En vérité : L’embellie agricole

Moïse DOSSOUMOU 31 juillet 2019

Bonne nouvelle pour les producteurs ! Les produits vivriers connaissent une hausse importante. A en croire l’Institut de la statistique et de l’analyse économique (Insae), le premier trimestre de l’année en cours a donné de bons résultats. Les chiffres sont plutôt intéressants. 31,68%, c’est la hausse qu’ont connu ces produits de première nécessité. Le bulletin trimestriel de l’Indice des Prix à la Production des Produits Agricoles Vivriers (IPPPAV) de l’Insae a livré l’information et ce résultat est plutôt flatteur pour le monde paysan. Cette performance tire sa source des hausses enregistrées au niveau des indices des cultures maraîchères (73,27%), des racines et tubercules (47%) puis des légumineuses (4,85%). Dans l’ensemble, les paysans ont assuré et le marché peut disposer de produits abondants. Les ménages peuvent donc se ravitailler sans crainte à des prix plus ou moins raisonnables, étant entendu qu’un produit prend souvent de la valeur quand il devient rare.
Si la production connaît une hausse, il va sans dire que la cherté des prix ne saurait être d’actualité, à moins que d’autres facteurs entrent en ligne de compte. Le coût relativement élevé de certaines denrées n’est donc pas liée à une baisse de la production vivrière. Les raisons sont à rechercher ailleurs. Pour revenir au monde agricole, si les producteurs des produits vivriers peuvent avoir le sourire, ce n’est pas le cas chez leurs homologues spécialisés dans les céréales. Eux, sont en droit de faire grise mine. Du quatrième trimestre 2018 au premier trimestre 2019, l’indice des prix à la production des céréales s’est établi à 77,68% présentant ainsi une baisse de 21,58% en variation trimestrielle. Le maïs et le riz avec des diminutions respectives de 34,88% et 17,55% ont favorisé cette situation. Mais cela n’a pas vraiment eu une forte incidence sur les prix de cession au grand bonheur des consommateurs.
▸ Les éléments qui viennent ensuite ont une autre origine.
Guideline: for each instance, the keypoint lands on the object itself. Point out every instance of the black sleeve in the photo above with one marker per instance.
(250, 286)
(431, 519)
« A des degrés divers, l’accès aux marchés pour l’approvisionnement des céréales a été favorable aux consommateurs grâce à une importante mise en vente des denrées sur les marchés entre ces deux derniers trimestres comme entre le premier trimestre 2018 et le 1er trimestre 2019 ». Autant dire que les producteurs n’ont pas été lésés. Les consommateurs non plus. Les deux forment une belle paire et sont appelés à se soutenir mutuellement pour l’équilibre des rapports. Pour ce qui est des produits fruitiers, il est noté une hausse des prix du citron et des oranges respectivement de 26,94% et de 5,64%. De même, à l’exception du prix de l’ananas qui a connu une baisse de 11,8% en glissement annuel, les prix des autres produits fruitiers sont également en hausse. Cela peut se comprendre, car selon la saison, les fruits prisés ne se cèdent qu’après de rudes et interminables marchandages.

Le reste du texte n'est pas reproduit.